A way that Lanthimos and Tracy most meet our moment with Bugonia is in tapping into how much of a communication breakdown we’ve sustained by siloing ourselves off from one another. Jesse Plemons does an outstanding job as Teddy, a man who’s been done dirty enough that he’s retreated to the conspiracy-ridden internet to find meaning when the real world simply doesn’t make sense. He wants to turn the tables, to act as though he’s in control of the situation with power over someone who would have power over him in any other scenario, but he’s ultimately scared and confused. He wants to be right in his theory that Michelle is from another planet but he won’t accept her just telling him what he wants to hear either. The lack of direction makes things difficult for Don too, who’s blindly accepts just about everything that comes out of Teddy’s mouth but develops moral scruples when contradictions arise.
Bugonia is powerfully acted, sharp-tongued and, for all its peculiarities, is probably Lanthimos’ most approachable work since The Favourite — if you haven’t seen any of his movies, I’d consider this as strong a starting spot as any. Still, I wish he had done more to depart from the existing text and made this tale his own, not from a stylistic sense but from a narrative one. He carries over a police character, here played by Stavros Halkias, that could’ve just as easily been converted into a different plot device that forces Teddy and Don to scramble. Teddy’s backstory is better implied than directly shown, with black-and-white flashbacks that work too hard to spell out his motivations. There’s also a scene at a hospital that makes absolutely no sense.
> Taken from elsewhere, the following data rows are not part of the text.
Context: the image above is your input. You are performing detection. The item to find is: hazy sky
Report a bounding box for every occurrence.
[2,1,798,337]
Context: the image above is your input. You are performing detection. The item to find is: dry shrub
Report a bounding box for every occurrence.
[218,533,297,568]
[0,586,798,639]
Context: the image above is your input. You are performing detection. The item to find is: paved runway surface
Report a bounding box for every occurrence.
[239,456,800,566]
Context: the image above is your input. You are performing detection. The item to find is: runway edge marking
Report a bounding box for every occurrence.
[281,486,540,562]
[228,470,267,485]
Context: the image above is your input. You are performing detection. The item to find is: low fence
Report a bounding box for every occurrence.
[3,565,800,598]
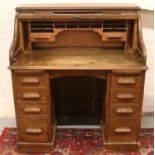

But as a darkly funny cat-and-mouse game set against the backdrop our divided times, Bugonia has plenty in it worth buzzing about.
Score – 3.5/5
New movies coming to theaters this weekend:
Predator: Badlands, starring Elle Fanning and Dimitrius Schuster-Koloamatangi, is a sci-fi action film following a young Yautja Predator outcast from his clan who finds an unlikely ally on his journey to find and defeat the ultimate adversary.
Christy, starring Sydney Sweeney and Ben Foster, is a sports biopic chronicling professional boxer Christy Martin’s rise to becoming America’s most well-known and successful female pugilist in the 1990s.
Nuremberg, starring Russell Crowe and Rami Malek, is a historical drama involving a World War II psychiatrist tasked with evaluating Nazi leaders before the Nuremberg trials, growing increasingly obsessed with understanding evil as he forms a disturbing bond with Hermann Göring.